As we get older, and the population begins to shift toward being dominated by those who grew up only using ChromeOS, I fear the definition of a "computer" will become, for regular users, simply a machine used to access the Internet.  Maybe we're already there - hell, I'm writing this on Google Docs.  Hackers, and the urge to get around restrictive policies, won't go away.  I'm confident about that.  But if Google et al's paradigm shift is successful, and the people of tomorrow only think of computers as a means to an Internet connection, that means all less-than-sanctioned behavior will still go through and be monitored by the likes of Google.  I'm worried that that won't even occur to the hackers of the future, since they'd never seen a computer as anything other than an Internet connection.

For example: after finals last week, I let students quietly use their computers after they were done testing, and I noticed a handful of them were playing Pokémon on emulators they'd downloaded to their computers.  This was fantastic, and I am always happy to see students using computers for fun even when policies say they shouldn't.  I didn't have the heart to tell them, though, that "downloading a file to a Chromebook" just meant downloading it to their Google Drive, and that any Google Suite administrator who wanted could easily see that activity and restrict their account activity, take away their Chromebook, or, even worse, delete their saved progress in the game.  We're so deep in the Google/Microsoft/Apple streamlined OS surveillance state, we're not even aware of it anymore.

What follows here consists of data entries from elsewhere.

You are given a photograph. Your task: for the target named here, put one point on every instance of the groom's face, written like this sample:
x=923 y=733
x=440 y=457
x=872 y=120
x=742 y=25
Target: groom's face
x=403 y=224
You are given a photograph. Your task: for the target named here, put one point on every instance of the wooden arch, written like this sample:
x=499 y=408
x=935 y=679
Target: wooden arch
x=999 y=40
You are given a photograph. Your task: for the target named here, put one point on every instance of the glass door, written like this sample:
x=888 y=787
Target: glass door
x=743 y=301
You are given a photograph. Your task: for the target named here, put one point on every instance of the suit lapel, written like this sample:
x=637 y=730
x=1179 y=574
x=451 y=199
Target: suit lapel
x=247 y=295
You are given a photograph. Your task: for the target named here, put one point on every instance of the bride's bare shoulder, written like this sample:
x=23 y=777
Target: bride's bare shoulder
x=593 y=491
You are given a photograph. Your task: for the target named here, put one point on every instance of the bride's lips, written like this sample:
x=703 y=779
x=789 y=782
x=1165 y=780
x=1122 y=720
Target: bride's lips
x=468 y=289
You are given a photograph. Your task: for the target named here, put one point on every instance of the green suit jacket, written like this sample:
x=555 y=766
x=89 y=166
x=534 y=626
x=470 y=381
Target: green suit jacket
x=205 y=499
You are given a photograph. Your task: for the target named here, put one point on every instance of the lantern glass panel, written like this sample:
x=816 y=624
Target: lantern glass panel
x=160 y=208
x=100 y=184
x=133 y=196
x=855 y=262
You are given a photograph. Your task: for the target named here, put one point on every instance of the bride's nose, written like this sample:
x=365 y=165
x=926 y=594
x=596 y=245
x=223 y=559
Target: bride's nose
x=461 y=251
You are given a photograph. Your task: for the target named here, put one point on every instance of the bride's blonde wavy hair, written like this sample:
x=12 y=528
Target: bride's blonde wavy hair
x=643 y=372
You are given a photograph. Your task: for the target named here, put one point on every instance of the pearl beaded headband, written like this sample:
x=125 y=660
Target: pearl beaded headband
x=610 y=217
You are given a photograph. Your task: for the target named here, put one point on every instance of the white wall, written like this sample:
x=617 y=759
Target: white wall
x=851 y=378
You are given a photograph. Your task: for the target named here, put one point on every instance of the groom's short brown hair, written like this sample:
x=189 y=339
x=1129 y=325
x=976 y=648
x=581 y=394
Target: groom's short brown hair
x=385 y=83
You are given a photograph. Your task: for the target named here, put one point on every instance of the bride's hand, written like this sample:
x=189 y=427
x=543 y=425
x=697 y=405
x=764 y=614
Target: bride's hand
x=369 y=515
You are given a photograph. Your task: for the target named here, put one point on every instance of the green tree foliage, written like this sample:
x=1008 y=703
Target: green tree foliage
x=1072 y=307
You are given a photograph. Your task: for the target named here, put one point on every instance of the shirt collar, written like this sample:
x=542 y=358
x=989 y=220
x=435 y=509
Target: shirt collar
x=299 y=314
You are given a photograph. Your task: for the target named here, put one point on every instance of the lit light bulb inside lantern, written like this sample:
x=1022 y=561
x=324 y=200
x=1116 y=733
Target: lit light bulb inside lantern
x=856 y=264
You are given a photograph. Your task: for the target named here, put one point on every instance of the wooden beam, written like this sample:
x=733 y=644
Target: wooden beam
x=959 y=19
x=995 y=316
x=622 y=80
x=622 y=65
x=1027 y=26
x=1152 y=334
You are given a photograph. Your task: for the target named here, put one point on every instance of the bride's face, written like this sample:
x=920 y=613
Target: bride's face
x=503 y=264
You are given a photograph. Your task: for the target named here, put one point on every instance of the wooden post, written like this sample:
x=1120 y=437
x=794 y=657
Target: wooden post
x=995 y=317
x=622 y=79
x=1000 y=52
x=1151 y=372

Whatever.  Maybe I'm wasting energy on this line of thinking.  People's relationships with computers always change and will continue to change.  I've never used a Lisp machine or programmed with punch cards and I turned out O.K.  Today's young people will probably be O.K., too - as I said, I firmly believe the desire to hack, to get messy, and to circumvent will always be around; it just might look different for each generation.  Everybody should learn to hack by getting what they want out of the technological circumstances they're in.  Just as I learned about hacking by setting up and using proxy servers to play games in middle school, so will students of today by using Google Docs to chat with their friends when their phones have been confiscated.  I only want to make sure that we don't lose too much in the process.  If the folks at ChromeOS had their way, I fear they'd want everybody to believe that computers really are just for the Internet, anybody using a Command-Line Interface (CLI) really is a hacker, and that there's no sense in writing software locally when it can be done on somebody else's server.

So, at the end of the day, here's my request: if you see a young person messing around on a Chromebook, encourage them to keep doing what they're doing, and also give them the old laptop from the 2000s you have that's been collecting dust for a decade.  Maybe give them a screwdriver, too.  Invite them to take it apart, or to fire up the Windows XP (or whatever) that's on it and royally mess up the system, or to write a local script that does their homework for them or kicks their sibling's Chromebook off their home network.  Anything.  It's our responsibility just to plant the seed of hacking and of the Wild West world of computers outside the corporate walled gardens.

The rest, I'm sure, will take care of itself.